Optical tweezers are exciting tools with which to explore liquid crystal systems; the motion of particles held in laser traps through liquid crystals is perhaps the only approach that allows a low Erickson number regime to be accessed. This offers a new method of studying the microrheology associated with micron-sized particles suspended in liquid crystal media – and such hybrid systems are of increasing importance as novel soft-matter systems. This talk describes the microrheology experiments that are possible in nematic materials and discusses the sometimes unexpected results that ensue. It also touches on the inverse system; micron-sized droplets of liquid crystal suspended in an isotropic medium and shows some remarkable light-induced changes in chirality that result in a micron-sized opto-mechanical transducer. Opportunities for the future are discussed.

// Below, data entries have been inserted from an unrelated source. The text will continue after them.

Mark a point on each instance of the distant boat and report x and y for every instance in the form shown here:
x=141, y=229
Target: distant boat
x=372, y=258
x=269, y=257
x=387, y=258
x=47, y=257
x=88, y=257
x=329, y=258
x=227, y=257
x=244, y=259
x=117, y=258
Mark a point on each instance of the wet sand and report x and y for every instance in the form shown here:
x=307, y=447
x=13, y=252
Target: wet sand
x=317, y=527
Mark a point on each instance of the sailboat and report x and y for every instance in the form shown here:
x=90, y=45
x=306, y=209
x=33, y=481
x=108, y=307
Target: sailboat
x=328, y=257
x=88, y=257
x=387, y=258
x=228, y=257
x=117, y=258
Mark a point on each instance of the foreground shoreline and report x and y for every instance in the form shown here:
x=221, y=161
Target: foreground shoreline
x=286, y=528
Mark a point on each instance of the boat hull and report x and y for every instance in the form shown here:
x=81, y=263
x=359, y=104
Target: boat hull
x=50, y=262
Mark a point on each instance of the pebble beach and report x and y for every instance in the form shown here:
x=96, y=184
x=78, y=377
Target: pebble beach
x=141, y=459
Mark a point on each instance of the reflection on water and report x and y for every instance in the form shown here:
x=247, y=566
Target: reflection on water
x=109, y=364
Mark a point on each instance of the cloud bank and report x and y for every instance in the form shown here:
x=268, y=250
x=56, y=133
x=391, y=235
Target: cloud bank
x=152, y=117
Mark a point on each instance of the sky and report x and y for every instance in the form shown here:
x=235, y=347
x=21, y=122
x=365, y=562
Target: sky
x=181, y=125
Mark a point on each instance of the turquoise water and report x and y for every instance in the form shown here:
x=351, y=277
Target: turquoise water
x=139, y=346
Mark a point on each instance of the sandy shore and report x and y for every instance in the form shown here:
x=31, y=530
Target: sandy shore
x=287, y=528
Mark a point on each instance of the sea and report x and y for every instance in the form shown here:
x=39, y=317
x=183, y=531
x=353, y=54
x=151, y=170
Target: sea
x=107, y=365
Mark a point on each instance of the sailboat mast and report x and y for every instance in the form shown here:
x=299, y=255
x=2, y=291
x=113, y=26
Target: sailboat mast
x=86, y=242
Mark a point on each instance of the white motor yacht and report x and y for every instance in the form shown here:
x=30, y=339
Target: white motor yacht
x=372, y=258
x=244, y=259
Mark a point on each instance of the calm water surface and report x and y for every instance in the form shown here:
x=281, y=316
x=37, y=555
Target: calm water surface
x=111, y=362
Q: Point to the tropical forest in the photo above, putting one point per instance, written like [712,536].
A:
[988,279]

Co-authors:M R Dickinson, J E Sanders and Y Yang, The University of Manchester, UK
Professor Igor Muševič, J Stefan Institute and University of Ljubljana, SloveniaTopology and nematic colloids
Igor Muševič received his PhD degree in Physics from the Faculty of Mathematics and Physics, University of Ljubljana, Slovenia, in 1993. He is a full Professor of Physics at the University of Ljubljana and the Head of the Solid State Department at J Stefan Institute in Ljubljana, Slovenia. His research interests are physics and application of liquid crystals, surfaces of soft matter, low temperature scanning microscopy and single atom manipulation. He is co-author of more than 150 scientific papers and articles, more than 30 domestic and international patents and co-author of a monograph "The Physics of Ferroelectric and Antiferroelectric Liquid Crystrals", World Scientific, 2000. He has received several national and international prizes and awards.

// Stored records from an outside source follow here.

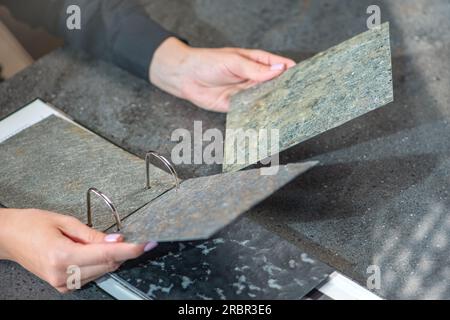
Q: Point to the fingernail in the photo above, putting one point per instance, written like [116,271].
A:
[277,66]
[113,237]
[149,246]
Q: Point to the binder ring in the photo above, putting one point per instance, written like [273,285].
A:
[166,163]
[108,202]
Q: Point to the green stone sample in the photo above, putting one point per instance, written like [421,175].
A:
[318,94]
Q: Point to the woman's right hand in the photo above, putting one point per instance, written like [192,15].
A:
[47,244]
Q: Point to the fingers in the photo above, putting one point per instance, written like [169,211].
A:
[248,69]
[79,232]
[265,57]
[105,253]
[89,273]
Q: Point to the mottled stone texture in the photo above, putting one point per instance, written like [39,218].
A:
[202,206]
[318,94]
[240,262]
[53,163]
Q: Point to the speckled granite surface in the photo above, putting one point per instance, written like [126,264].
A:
[204,205]
[243,261]
[381,194]
[318,94]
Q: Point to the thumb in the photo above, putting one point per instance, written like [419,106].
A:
[79,232]
[251,70]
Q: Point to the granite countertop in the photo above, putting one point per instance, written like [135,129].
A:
[379,197]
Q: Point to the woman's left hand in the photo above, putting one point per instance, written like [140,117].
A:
[209,77]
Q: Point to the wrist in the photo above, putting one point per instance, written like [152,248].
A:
[6,217]
[165,70]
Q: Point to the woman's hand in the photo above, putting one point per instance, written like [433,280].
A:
[209,77]
[47,243]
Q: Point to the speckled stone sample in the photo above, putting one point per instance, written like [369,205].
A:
[53,163]
[238,263]
[318,94]
[204,205]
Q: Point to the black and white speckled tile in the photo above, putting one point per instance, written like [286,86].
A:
[243,261]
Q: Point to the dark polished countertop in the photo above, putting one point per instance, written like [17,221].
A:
[380,196]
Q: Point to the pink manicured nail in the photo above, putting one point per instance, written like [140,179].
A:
[149,246]
[113,237]
[277,67]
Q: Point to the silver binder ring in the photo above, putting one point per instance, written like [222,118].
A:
[166,163]
[108,202]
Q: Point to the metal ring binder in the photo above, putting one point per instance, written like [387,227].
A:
[108,202]
[166,163]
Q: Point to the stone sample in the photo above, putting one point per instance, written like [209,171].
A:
[242,261]
[318,94]
[52,164]
[204,205]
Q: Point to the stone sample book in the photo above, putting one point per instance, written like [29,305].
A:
[53,163]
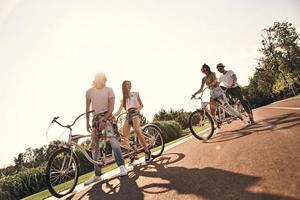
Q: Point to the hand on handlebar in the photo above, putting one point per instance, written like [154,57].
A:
[88,127]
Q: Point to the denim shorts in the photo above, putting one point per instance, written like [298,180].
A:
[109,130]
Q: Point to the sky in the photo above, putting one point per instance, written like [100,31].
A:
[50,51]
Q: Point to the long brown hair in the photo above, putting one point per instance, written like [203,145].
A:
[125,92]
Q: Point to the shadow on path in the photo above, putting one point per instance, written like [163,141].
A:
[161,176]
[274,123]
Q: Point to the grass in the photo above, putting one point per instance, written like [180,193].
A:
[45,193]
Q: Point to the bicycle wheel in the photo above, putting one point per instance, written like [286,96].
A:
[241,109]
[154,139]
[62,172]
[201,125]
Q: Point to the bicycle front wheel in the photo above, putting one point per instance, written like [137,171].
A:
[201,125]
[154,140]
[62,172]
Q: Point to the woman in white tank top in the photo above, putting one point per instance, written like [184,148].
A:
[132,103]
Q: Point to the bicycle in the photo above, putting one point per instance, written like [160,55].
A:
[235,103]
[202,124]
[62,169]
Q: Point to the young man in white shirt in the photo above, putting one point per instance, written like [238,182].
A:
[229,79]
[102,100]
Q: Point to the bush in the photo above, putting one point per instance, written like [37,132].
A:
[171,130]
[26,182]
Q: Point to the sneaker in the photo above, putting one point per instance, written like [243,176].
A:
[246,122]
[94,179]
[147,156]
[125,144]
[123,170]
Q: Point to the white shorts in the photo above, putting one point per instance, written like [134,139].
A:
[216,93]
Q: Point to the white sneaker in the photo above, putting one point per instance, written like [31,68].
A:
[94,179]
[246,122]
[123,170]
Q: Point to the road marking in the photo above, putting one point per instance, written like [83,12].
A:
[285,108]
[115,172]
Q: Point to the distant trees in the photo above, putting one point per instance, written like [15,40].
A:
[277,75]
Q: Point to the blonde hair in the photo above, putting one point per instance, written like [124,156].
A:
[100,79]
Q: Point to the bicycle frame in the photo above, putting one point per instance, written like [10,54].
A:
[73,142]
[222,110]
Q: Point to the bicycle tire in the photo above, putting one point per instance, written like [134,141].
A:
[210,121]
[162,142]
[51,187]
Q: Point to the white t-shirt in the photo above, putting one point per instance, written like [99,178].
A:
[99,98]
[226,79]
[132,101]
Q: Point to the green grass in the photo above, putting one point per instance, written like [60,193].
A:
[45,193]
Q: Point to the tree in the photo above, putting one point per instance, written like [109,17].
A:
[19,161]
[281,53]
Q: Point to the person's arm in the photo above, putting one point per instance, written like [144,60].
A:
[201,88]
[119,110]
[87,109]
[140,102]
[214,82]
[111,103]
[234,79]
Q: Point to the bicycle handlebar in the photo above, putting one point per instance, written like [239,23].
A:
[194,96]
[69,126]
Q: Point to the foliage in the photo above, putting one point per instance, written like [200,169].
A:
[278,73]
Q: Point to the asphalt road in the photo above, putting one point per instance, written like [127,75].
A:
[257,162]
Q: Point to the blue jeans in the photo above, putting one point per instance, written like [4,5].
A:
[115,145]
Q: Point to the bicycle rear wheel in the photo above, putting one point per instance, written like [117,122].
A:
[154,139]
[201,125]
[62,172]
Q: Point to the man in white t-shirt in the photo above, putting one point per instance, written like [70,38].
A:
[102,100]
[229,79]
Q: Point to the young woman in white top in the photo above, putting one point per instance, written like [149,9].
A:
[132,103]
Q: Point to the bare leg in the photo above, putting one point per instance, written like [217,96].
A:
[213,106]
[138,131]
[126,130]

Topology has long been considered as an abstract mathematical discipline with little connection to materials science. However, the emergence of a new class of topological materials that includes topological insulators, topological memories and knotted colloidal soft matter, provides strong evidence that topology might play an important role in the design of novel materials with counter-intuitive properties. Here, we discuss the importance of topology in the design and assembly of nematic colloids, where the structural forces between the colloidal particles are much more complex than the forces between the electric charges. This is because the topology of the electromagnetic field has little importance in water-based colloids, but is a novel paradigm in liquid-crystal colloids. In this case the topology of the ordering field is responsible for the striking observations of topological-defect-mediated interactions in 2D colloids, such as the assembly of 2D nematic colloidal crystals and colloidal interactions mediated by entanglement, where knotted topological defect loops form knots and links of arbitrary complexity. In all cases, the colloidal binding energy is of the order of several 1000 kBT. This is several orders of magnitude higher than for water-based colloids and could provide new strategies for topological soft materials and applications in photonics.